Das Problem sehe ich darin, dass genau diese Szene sich vom Narrativ des schwachen Staates speist, wie schon ihre geistigen Väter. Bei Recherchen für das Buch „Warum ich Nazi wurde, habe ich hunderte Texte von Nazis aus den dreißiger Jahren gelesen. Ihre Argumentation war ähnlich: „Der Staat ist schwach, wir müssen ihn stürzen, wir sind die Guten!“ In vielen Texten fällt auf, dass diese Leute vor zwei Dingen Angst hatten: einem starken Staat, der das geltende Recht durchsetzt und sozialer Isolation. Wenn die Kollegen sich über sie aufgeregt haben oder sie bekehren wollten, dann freute sie das. Wenn sie isoliert wurden und die Arbeit aufgrund ihrer Nazinähe verloren haben, deprimierte sie das. Und wenn die Polizei gegen sie vorging, waren sie überrascht. Sie gingen ja davon aus, dass genau diese nicht funktioniere. Das wäre ein guter Grund gewesen, genau diesen Leuten gestern ihre Grenzen aufzuzeigen und das Narrativ zu durchbrechen.

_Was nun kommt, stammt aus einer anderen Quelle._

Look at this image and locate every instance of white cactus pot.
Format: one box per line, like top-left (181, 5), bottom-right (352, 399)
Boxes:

Zusammengefasst kann man sagen: Mich ärgert der gestrige Tag auf vielen Ebenen. Dass Zehntausende ohne Maske rumliefen, dass Journalisten bedrängt und verletzt wurden, dass ich nicht richtig arbeiten konnte. Aber da war das Kind schon in den Brunnen gefallen. Wichtiger ist für mich die Frage, wie Journalisten in Zukunft in Berlin wieder bei der Arbeit geschützt werden und wie man so einen Aufmarsch sinnvoll verhindern kann. Die nächsten Demonstrationen stehen in einer Woche an, ich bin gespannt.